Single bad ingress prevents other ingresses from working
Describe the bug
K8 controller fails to handle one of ingresses and as a result YARP configuration is empty.
To Reproduce
Likely related to a service not having an endpoint because the corresponding pod is in a crash loop.
warn: Yarp.Kubernetes.Controller.Services.Reconciler[0]
Uncaught exception occured while reconciling
System.NullReferenceException: Object reference not set to an instance of an object.
at Yarp.Kubernetes.Controller.Converters.YarpParser.HandleIngressRulePath(YarpIngressContext ingressContext, V1ServicePort servicePort, List`1 endpoints, IList`1 defaultSubsets, V1IngressRule rule, V1HTTPIngressPath path, YarpConfigContext configContext) in src\Kubernetes.Controller\Converters\YarpParser.cs:line 79
at Yarp.Kubernetes.Controller.Converters.YarpParser.HandleIngressRule(YarpIngressContext ingressContext, List`1 endpoints, IList`1 defaultSubsets, V1IngressRule rule, YarpConfigContext configContext) in src\Kubernetes.Controller\Converters\YarpParser.cs:line 44
at Yarp.Kubernetes.Controller.Converters.YarpParser.ConvertFromKubernetesIngress(YarpIngressContext ingressContext, YarpConfigContext configContext) in src\Kubernetes.Controller\Converters\YarpParser.cs:line 31
at Yarp.Kubernetes.Controller.Services.Reconciler.ProcessAsync(CancellationToken cancellationToken) in src\Kubernetes.Controller\Services\Reconciler.cs:line 47
Further technical details
Two issues here:
- Exception handling in Reconciler.cs makes me think that single bad ingress prevents others from working. Shall it be moved inside the loop?
- NullReferenceException that I'm trying to debug.
Another issue I noticed here with WorkQueue. After the exception reconciler stops doing anything despite changes to K8 resources.
NullReferenceException is caused by ports mismatch in service and ingress specs which makes servicePort variable to be null.
E.g.

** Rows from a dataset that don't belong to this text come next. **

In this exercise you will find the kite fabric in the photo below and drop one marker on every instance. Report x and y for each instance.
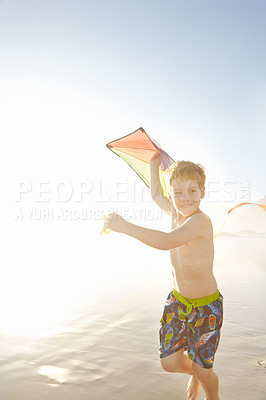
(137, 149)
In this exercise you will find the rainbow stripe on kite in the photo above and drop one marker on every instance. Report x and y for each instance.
(137, 148)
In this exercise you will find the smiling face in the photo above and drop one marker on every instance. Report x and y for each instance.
(185, 196)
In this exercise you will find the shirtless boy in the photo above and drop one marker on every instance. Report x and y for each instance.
(192, 316)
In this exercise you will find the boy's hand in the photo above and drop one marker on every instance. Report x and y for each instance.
(156, 159)
(115, 222)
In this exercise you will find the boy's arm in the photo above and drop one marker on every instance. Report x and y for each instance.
(156, 188)
(194, 227)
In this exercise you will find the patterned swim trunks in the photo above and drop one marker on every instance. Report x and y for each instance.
(192, 324)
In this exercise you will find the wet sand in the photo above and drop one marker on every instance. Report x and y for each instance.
(111, 355)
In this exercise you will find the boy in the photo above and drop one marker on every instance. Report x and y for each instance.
(192, 316)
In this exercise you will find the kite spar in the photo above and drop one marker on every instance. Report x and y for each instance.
(137, 149)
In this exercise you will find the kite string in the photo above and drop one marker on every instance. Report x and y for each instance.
(233, 208)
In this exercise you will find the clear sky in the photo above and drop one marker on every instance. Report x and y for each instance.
(75, 75)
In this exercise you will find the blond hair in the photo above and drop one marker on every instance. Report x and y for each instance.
(186, 170)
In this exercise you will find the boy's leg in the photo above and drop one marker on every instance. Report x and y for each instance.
(208, 380)
(179, 362)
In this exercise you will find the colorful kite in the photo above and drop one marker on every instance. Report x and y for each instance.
(137, 148)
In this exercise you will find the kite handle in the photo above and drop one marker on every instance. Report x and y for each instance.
(105, 230)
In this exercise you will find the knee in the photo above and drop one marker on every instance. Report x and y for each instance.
(170, 365)
(202, 374)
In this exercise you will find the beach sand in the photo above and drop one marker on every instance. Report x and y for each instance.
(111, 352)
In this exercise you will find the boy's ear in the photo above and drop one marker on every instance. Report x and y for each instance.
(202, 193)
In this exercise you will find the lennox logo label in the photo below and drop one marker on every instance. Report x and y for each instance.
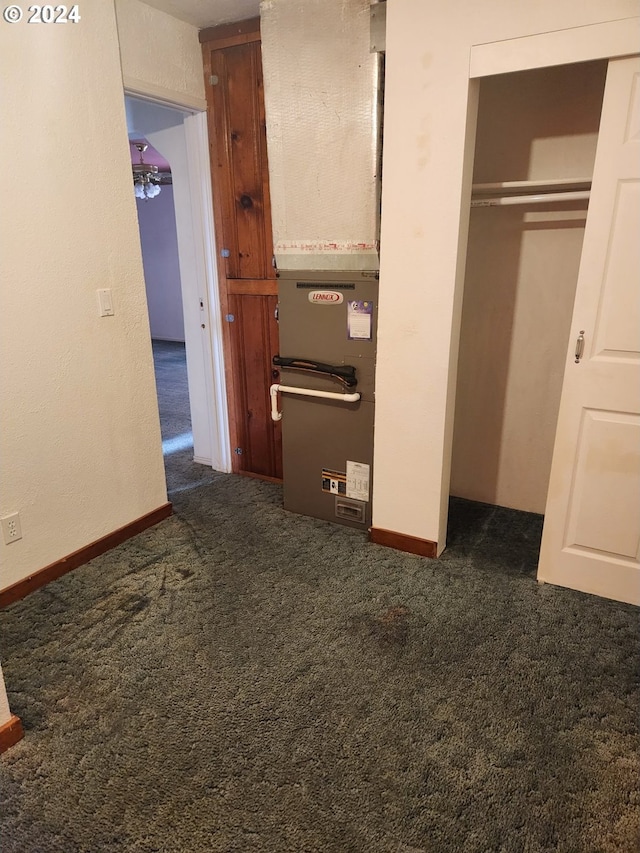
(325, 297)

Service spec has:
ports:
- name: https
port: 10000
protocol: TCP
targetPort: 89
and Ingress spec has:
port:
number: 443
Exception handling in Reconciler.cs makes me think that single bad ingress prevents others from working. Shall it be moved inside the loop? (https://github.com/microsoft/reverse-proxy/blob/7dbcd58ce86241eec5e9998607f3c805c95c437c/src/Kubernetes.Controller/Services/Reconciler.cs#L57 )
This parts still stands out.
@MihaZupan could you reopen this?
I've published a fix for the issue.
What's missing from the fix is the following case:
- An Ingress is added and successfully applied to YARP configuration.
- The Ingress is updated and now Ingress Controller cannot process it. The Ingress spec is valid, but the Ingress Controller has a bug.
Ideally, we want to keep the previous good configuration of the Ingress in place for this case. But current implementation will wipe it out.